“Poor Bob,” said Ned with a sigh. “I wish you hadn’t eaten that strange fruit.”

As the afternoon wore away Ned listened anxiously for the sound of Jerry’s returning footsteps. For want of something better to do to while away the time he began cleaning the engine of the Dartaway.

It was while doing this that he happened to look at the edge of the lake. Something queer about it attracted his attention.

“If I didn’t know differently,” he said to himself, “I’d say the tide was falling. It looks just as if the water was lower.”

Feeling sure that such a thing was impossible, Ned went on working at the engine. A little later he again gazed over the side of the boat. This time he started in surprise.

“I’m positive that stone wasn’t so far out of water the last time I looked,” he said, speaking aloud. “I wonder if this lake can be connected with the ocean in some manner, and is affected by the tide? No, it can’t be, or we’d have noticed it before. Yet the water is surely running away.”
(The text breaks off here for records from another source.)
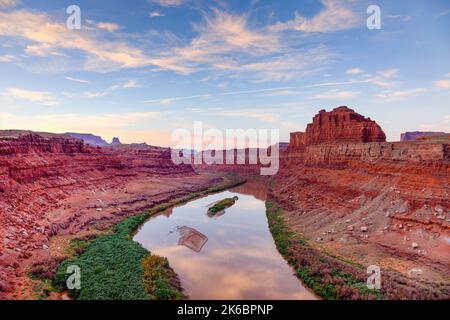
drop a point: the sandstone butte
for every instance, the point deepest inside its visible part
(340, 184)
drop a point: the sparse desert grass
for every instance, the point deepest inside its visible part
(333, 278)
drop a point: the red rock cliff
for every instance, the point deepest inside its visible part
(342, 125)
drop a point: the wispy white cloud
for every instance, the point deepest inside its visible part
(336, 15)
(40, 97)
(442, 84)
(252, 114)
(354, 71)
(4, 4)
(155, 14)
(77, 80)
(444, 13)
(132, 83)
(46, 36)
(401, 94)
(335, 95)
(168, 3)
(8, 58)
(169, 100)
(108, 26)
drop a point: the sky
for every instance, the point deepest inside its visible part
(140, 69)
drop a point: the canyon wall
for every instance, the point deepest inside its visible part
(370, 201)
(411, 136)
(52, 184)
(342, 125)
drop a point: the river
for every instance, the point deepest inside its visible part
(231, 256)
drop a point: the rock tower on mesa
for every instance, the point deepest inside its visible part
(337, 126)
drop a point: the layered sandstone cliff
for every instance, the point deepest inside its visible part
(411, 136)
(367, 200)
(39, 173)
(342, 125)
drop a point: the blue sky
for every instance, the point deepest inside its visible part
(140, 69)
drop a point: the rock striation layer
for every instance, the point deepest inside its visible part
(411, 136)
(341, 125)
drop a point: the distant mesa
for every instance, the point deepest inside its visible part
(116, 142)
(416, 135)
(89, 139)
(339, 125)
(94, 140)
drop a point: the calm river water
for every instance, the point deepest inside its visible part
(231, 256)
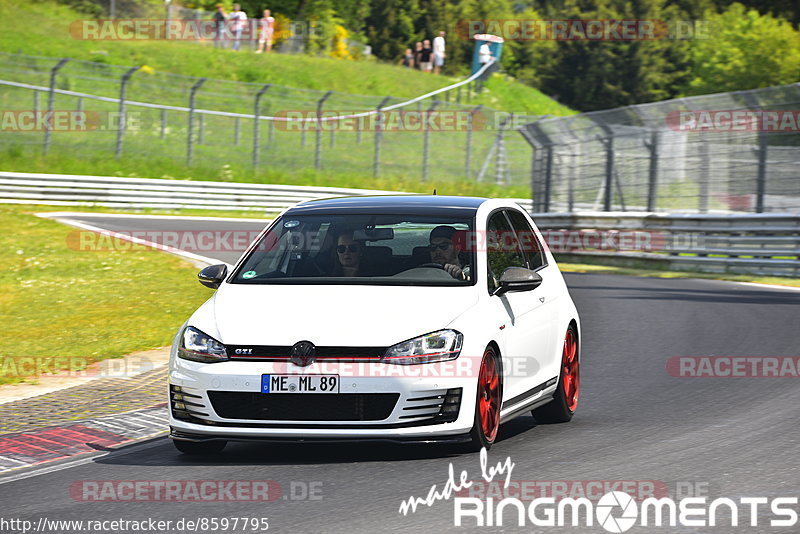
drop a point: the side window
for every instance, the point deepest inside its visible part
(531, 247)
(502, 248)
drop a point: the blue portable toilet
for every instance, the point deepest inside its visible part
(495, 44)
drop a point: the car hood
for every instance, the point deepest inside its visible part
(334, 315)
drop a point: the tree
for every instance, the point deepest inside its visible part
(746, 51)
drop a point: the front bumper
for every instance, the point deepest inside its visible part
(412, 418)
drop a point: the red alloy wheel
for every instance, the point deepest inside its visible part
(489, 396)
(571, 371)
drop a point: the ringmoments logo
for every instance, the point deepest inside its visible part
(618, 511)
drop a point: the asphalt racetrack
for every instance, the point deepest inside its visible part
(719, 437)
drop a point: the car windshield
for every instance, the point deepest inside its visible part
(361, 249)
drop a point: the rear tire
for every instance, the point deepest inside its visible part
(565, 401)
(197, 448)
(487, 403)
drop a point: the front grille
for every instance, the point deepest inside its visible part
(283, 353)
(303, 407)
(186, 406)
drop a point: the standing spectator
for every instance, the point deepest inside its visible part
(438, 53)
(219, 27)
(408, 59)
(417, 52)
(238, 20)
(266, 31)
(425, 56)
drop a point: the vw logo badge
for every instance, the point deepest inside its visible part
(303, 353)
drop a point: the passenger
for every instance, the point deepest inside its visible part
(348, 256)
(445, 253)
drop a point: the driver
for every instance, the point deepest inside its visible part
(445, 253)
He got out of the Dartaway. He was much alarmed to see that nearly half of the craft was now out of the lake, whereas a while before only the bow-end had rested on the sandy beach.

“The lake is surely lowering,” Ned went on. “I must watch and see how fast it is falling.”
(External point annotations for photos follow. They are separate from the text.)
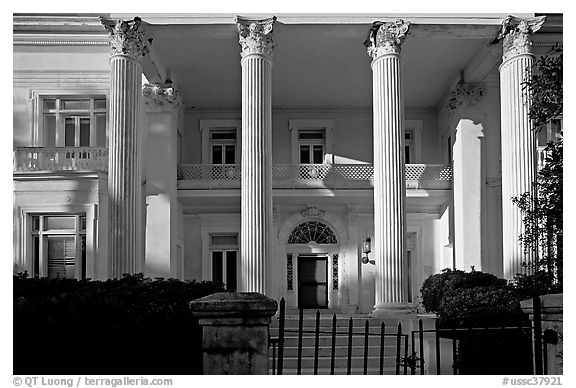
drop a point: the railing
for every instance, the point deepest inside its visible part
(209, 176)
(60, 158)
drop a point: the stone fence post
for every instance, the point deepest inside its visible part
(551, 311)
(234, 332)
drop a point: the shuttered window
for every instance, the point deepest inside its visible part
(58, 246)
(61, 256)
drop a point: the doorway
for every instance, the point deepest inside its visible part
(312, 281)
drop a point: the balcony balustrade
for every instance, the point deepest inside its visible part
(60, 159)
(228, 176)
(332, 176)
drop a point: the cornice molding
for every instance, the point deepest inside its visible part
(465, 95)
(161, 95)
(127, 38)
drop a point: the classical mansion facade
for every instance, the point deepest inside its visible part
(335, 161)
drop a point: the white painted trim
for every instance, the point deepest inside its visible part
(91, 211)
(207, 125)
(216, 224)
(296, 124)
(416, 126)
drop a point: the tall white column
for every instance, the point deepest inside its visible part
(124, 174)
(518, 138)
(256, 220)
(383, 46)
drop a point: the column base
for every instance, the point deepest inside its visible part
(393, 310)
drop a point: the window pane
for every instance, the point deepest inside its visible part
(217, 266)
(304, 154)
(61, 256)
(36, 259)
(59, 222)
(311, 134)
(50, 104)
(318, 154)
(69, 132)
(223, 135)
(225, 240)
(231, 270)
(84, 132)
(82, 257)
(75, 104)
(217, 154)
(35, 223)
(101, 133)
(49, 130)
(100, 103)
(230, 157)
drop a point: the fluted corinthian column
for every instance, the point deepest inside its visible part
(124, 180)
(256, 225)
(518, 138)
(383, 46)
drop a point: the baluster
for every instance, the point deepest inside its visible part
(382, 336)
(333, 350)
(317, 342)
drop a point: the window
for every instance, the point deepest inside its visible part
(312, 231)
(59, 246)
(223, 145)
(312, 143)
(224, 260)
(408, 146)
(74, 122)
(221, 141)
(550, 134)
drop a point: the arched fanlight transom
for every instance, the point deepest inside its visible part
(312, 231)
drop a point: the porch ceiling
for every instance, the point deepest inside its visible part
(315, 65)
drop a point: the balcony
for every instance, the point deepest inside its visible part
(60, 159)
(312, 176)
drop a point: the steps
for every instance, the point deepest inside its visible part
(290, 359)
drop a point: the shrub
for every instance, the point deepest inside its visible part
(481, 306)
(435, 287)
(539, 283)
(132, 325)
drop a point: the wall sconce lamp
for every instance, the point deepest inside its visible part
(367, 248)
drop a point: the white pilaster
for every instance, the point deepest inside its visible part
(389, 180)
(256, 225)
(518, 140)
(124, 170)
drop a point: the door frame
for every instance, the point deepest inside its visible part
(317, 257)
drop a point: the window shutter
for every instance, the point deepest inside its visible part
(61, 257)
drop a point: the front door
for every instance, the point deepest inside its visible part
(312, 281)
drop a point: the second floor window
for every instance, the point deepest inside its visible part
(311, 143)
(74, 122)
(223, 144)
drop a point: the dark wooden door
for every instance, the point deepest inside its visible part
(312, 281)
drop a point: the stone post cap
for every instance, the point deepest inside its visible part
(234, 305)
(549, 304)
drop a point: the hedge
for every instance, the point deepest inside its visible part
(132, 325)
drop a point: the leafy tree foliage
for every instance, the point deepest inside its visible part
(542, 207)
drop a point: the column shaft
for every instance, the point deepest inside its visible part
(256, 222)
(518, 159)
(124, 183)
(389, 181)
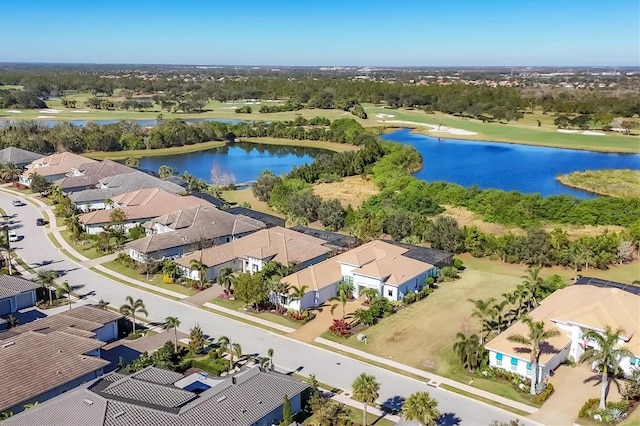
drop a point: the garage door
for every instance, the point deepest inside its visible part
(5, 306)
(24, 300)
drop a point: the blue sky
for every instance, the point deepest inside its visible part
(323, 32)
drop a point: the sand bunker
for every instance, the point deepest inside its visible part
(434, 128)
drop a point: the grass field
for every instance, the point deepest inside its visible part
(514, 132)
(614, 183)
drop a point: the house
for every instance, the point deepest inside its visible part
(183, 231)
(38, 365)
(159, 397)
(112, 186)
(250, 253)
(377, 265)
(16, 293)
(53, 167)
(19, 157)
(335, 241)
(85, 321)
(139, 207)
(573, 311)
(87, 175)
He marked where the water came on shore and sat down to wait. He was too much worried to be able to go on working. Bob called, and he went in to see what was wanted. He gave his chum a drink and administered some more medicine. He was in the tent a half hour, and when he came out he was surprised to see that the water was half an inch from the mark.

“It’s falling at the rate of an inch an hour,” said Ned. “This is getting serious. I wish Jerry and the professor would come back.”